Hey all,
I am in a fundamental AI class where we are being tasked with implementing an AI powered cybersecurity project to defend against cyber attacks.
We chose the following dataset to use:
www. kaggle. com/datasets/teamincribo/cyber-security-attacks?resource=download
The dataset is described as:
“Welcome to Incribo’s synthetic cyber dataset! Crafted with precision, this dataset offers a realistic representation of travel history, making it an ideal playground for various analytical tasks.
Use the cybersecurity attacks dataset to help you assess the heatmaps, attack signatures, types, and more.”

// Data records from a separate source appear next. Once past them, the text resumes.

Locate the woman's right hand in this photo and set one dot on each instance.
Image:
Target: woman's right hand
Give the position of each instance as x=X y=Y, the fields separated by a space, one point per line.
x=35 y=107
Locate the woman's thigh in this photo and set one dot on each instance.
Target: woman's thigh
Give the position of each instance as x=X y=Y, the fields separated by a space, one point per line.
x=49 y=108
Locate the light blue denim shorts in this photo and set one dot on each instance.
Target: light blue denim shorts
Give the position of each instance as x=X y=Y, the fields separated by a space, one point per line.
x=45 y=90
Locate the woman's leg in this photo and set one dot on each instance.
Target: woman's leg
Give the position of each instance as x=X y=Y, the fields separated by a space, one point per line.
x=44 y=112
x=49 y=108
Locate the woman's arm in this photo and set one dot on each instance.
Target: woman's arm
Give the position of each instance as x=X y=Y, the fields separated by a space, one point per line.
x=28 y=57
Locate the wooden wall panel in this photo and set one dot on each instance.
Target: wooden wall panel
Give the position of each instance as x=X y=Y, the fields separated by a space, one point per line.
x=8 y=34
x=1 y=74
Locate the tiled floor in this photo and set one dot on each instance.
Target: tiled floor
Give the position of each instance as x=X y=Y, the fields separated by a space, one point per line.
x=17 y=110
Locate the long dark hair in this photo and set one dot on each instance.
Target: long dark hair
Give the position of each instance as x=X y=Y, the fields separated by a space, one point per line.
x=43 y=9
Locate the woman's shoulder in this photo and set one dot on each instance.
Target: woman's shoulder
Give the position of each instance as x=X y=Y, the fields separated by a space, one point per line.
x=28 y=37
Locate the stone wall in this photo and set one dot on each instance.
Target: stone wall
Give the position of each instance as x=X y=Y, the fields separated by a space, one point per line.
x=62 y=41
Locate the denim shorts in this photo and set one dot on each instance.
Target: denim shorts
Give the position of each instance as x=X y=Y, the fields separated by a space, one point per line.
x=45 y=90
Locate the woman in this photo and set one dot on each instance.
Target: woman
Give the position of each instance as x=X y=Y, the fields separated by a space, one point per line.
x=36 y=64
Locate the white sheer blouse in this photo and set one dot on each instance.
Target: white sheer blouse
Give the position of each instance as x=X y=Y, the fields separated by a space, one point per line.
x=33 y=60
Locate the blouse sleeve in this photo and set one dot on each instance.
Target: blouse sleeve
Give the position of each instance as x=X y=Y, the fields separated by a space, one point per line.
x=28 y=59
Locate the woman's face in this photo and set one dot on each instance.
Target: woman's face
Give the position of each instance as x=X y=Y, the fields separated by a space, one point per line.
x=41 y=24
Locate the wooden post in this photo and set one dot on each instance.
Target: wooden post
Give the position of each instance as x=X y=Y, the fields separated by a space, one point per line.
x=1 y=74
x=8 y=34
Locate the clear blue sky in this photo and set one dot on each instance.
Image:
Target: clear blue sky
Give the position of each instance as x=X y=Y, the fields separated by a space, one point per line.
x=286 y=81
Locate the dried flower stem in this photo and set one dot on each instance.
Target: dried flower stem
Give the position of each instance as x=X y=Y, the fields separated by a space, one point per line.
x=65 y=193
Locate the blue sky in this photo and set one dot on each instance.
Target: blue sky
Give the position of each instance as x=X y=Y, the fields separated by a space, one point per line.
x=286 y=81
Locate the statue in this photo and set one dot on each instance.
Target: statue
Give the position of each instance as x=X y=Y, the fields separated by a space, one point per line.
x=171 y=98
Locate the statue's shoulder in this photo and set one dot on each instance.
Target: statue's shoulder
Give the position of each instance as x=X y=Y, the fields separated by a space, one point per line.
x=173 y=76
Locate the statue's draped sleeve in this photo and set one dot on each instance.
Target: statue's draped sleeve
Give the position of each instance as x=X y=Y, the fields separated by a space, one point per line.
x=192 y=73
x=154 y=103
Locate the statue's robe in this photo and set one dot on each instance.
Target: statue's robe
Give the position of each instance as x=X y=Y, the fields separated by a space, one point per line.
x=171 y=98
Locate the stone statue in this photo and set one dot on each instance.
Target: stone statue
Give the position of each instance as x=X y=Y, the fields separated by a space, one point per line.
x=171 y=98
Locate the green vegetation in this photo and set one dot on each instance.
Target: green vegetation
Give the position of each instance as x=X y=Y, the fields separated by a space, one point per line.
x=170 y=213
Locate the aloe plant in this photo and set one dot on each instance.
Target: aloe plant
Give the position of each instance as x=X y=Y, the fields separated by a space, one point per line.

The labels are as follows:
Timestamp, Source IP Address, Destination IP Address, Source Port, Destination Port, Protocol, Packet Length, Packet Type, Traffic Type, Payload Data, Malware Indicators, Anomaly Scores, Alerts/Warnings, Attack Type, Attack Signature, Action Taken, Severity Level, User Information, Device Information, Network Segment, Geo-location Data, Proxy Information, Firewall Logs, IDS/IPS Alerts, Log Source
Only half of the 40,000 attacks alerted/warned or were identified as malware.
Questions
What ML models could we use to help train AI to better identify them all as attacks (regardless of severity)?
Suggestions for ways to use AI to better defend against the approx. 50% of attacks that were not registered as malicious?